未来への証言 消防 最前線の葛藤

(初回放送日:2022年3月9日)

※NHK仙台放送局では震災伝承のため被災者の証言の音源を保存・公開しています。

当時塩釜地区の消防で陣頭指揮にあたった志賀寧さんの証言です。
命を守る最前線にいた「あの日」について聞きました。

▽証言はこちらから(音声が再生されます)▽

岩野)揺れが収まった時、最初に考えたことってなんですか?

志賀さん)「被害情報をまず聞け」と。そこの確認が第一声だね。まもなくして119が1件だけ入ったんですよ。スーパーのダクト崩落。あとはシ~ン。全然119が入ってこなかった。これはおかしいなと。そのうちに津波の警報が出て。津波が来て、襲来して。そしたらとたんに119がガンガンガンガン入ってきて。もう指令課が追い付かないくらいリンリンリンリンって。

助けを求める声はその後もひっきりなしに寄せられました。しかし町は大津波に襲われているさなか。
志賀さんは、感情を挟む暇もなく、次々と厳しい判断を迫られます。

志賀さん)「いま木の上、街路樹の上にいるんだけど」「いまどこどこにいるんだけど」って言っているうちに「あーっ」とわめき声とともに途絶えてしまって。指令課員が追っかけるんだけれども「もうそれだめだから切れ」と。次がガンガン鳴っている状態だから。あきらめ的な部分もありますよね。あと津波が来た後に消防署の車庫に担ぎ込まれてきた。救急隊員は一生懸命心臓マッサージしているんですよね。ところが私が見たときは「何分以上経過しているし無理だから、そっくりカバーかけてここに安置しておけ」というような場もあったし。あの時はね、いま思い出してもどんな感情だったろうっていうのは全然思い起こせない。ただ必死だったっていうだけ。そこまで考える余地なんかないです。あの状況の中では。一斉に来るわけですから。必死でその時に判断の切り替えをしていかなきゃいけないという状況ですね。

命を守るはずの現場が、諦めざるを得ない状況。
無力感を抱いていた志賀さんは10日後、わずかな時間を見つけて初めて外に出ました。

志賀さん)一人で七ヶ浜行って、菖蒲田海岸の所に行きましてたたずんだんだけれども、なんて言うんだろう。ただいるだけで涙がボロボロ。感情がもう。なんだか知らないけど涙が出て。本当に言葉に表せないですよね。なんで助けられなかったんだろう。何が悪かったんだろう。

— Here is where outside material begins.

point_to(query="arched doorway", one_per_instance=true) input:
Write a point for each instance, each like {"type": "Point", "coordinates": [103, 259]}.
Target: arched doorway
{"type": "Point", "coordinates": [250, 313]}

その後、松島町の観光協会長となった志賀さん。就任後すぐに防災マニュアルを作るなど、もっとも大切にしてきたのは観光客の命を守ることでした。

志賀さん)消防で経験してきたこと、ああいう経験をしたからこそ、やっぱり何か役立てる手段っていうのは形として残してあげるべきだと思うんですよ。それは人の命と災害に対する準備です。観光客として来たお客様の命を第一に考えなきゃいけない。避難訓練も必要だし、知識も準備だと思います。

岩野)3月11日。志賀さんはどう過ごされますか?

志賀さん)あえてアクションを起こす気はありません。自分の中では。静かに思い起こしている。それは毎年。やっぱり忘れられないですよ。3月11日。あんなに戦慄なことはないです。だから何年経ったって感情そのものはどこかでさわりたくない。逃げている部分も自分の中であります。ただ、自宅には当時の写真集、いろんな出版会社が出している写真集はとってあります。これはなくせない。でも見たくない。ただ忘れたくないがために置いている。そんなんだなあ。